I was interested to read the papers by Miller and colleagues published in April 2020 issue of Ear, Nose & Throat Journal. 1 Telemedicine is an increasingly prevalent component of medical practice. In otolaryngology, there is the potential for telemedicine services to be performed in conjunction with device use, such as with a nasolaryngoscope. The authors aimed to evaluate the reliability of remote examinations of the upper airway through an iPhone recording using a coupling device attached to a nasopharyngolaryngoscopy (NPL). The NPL was performed using a coupling device attached to a smartphone to record the examination. A second, remote otolaryngologist then evaluated the recorded examination. Both otolaryngologists evaluated findings of anatomic sites including nasopharynx, oropharynx, base of tongue, larynx including subsites of epiglottis, arytenoids, aryepiglottic folds, false vocal cords, true vocal cords, patency of airway, and diagnostic impression, all of which were documented through a survey. Results of the survey were evaluated through inter-rater agreement using the κ statistic. They mentioned that 45 patients underwent an NPL. The inter-rater agreement for overall diagnosis was 0.74 with 80% agreement, rated as “good.” Other anatomic subsites with “good” or better inter-rater agreement were nasopharynx (0.75), oropharynx (0.75), and true vocal cords (0.71), with strong percentage agreement of 89%, 91%, and 87%, respectively.

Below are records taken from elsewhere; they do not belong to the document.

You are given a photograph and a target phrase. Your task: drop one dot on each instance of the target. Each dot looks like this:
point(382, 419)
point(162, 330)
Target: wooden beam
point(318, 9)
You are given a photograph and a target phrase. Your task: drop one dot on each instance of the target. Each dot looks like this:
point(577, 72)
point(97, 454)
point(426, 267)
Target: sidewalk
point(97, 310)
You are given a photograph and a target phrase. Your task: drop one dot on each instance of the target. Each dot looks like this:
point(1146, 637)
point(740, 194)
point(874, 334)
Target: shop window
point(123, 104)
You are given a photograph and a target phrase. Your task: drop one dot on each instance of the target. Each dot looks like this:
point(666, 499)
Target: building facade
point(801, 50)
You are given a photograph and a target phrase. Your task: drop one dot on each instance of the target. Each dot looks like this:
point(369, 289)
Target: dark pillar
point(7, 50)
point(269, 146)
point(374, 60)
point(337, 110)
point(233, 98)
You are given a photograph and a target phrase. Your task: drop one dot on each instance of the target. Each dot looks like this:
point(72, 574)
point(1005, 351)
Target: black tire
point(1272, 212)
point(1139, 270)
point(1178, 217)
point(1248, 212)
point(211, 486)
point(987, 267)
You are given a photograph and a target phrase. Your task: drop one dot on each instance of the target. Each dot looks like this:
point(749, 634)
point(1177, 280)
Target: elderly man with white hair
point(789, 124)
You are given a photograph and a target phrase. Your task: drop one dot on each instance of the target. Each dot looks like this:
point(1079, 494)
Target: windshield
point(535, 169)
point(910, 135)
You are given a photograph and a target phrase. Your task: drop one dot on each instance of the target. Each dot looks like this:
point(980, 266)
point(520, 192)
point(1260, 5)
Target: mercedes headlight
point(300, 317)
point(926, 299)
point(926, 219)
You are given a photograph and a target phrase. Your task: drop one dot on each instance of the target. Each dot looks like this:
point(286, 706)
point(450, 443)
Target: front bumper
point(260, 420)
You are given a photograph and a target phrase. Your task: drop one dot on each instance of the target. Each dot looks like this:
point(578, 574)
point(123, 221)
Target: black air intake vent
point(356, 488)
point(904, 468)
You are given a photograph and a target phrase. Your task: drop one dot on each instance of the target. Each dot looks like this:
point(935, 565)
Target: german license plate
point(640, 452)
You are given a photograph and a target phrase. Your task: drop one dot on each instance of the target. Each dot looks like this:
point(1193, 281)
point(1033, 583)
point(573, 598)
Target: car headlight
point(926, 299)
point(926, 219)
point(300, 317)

I want to congratulate the authors for this successful article and make some contributions. The main purpose of my letter is to mention methodological limitations of κ statistic to assess reliability (agreement). First, κ statistic depends on the prevalence in each category. It is possible to have the prevalence of concordant cells equal to 90% and discordant cells to 10%, however, get different κ-coefficient value (0.44 as moderate vs 0.81 as very good), respectively (Table 1). κ statistic also depends on the number of categories. 2 -8 I should mention that applying the weighted kappa would be a good choice to assess intra-rater agreement. However, Fleiss’ kappa is suggested to assess inter-rater agreement. Briefly, for quantitative variable, intraclass correlation coefficient should be used, and for qualitative variables, weighted kappa should be used. 2 -8 They concluded that a telemedicine device for NPL use demonstrates strong diagnostic accuracy across providers and good overall evaluation. It is crucial to know that accuracy (validity) and reliability (agreement) are 2 completely different methodological issues. To make it brief, any conclusion on accuracy and reliability should take into account correct statistical approach. Otherwise, misinterpretation may occur.
Limitation of κ Statistic to Assess Agreement Between 2 Observers With Different Prevalence in the 2 Categories.a
aBold indicates frequency of concordant cells.
Footnotes
Declaration of Conflicting Interests
The author(s) declared no potential conflicts of interest with respect to the research, authorship, and/or publication of this article.
Funding
The author(s) received no financial support for the research, authorship, and/or publication of this article.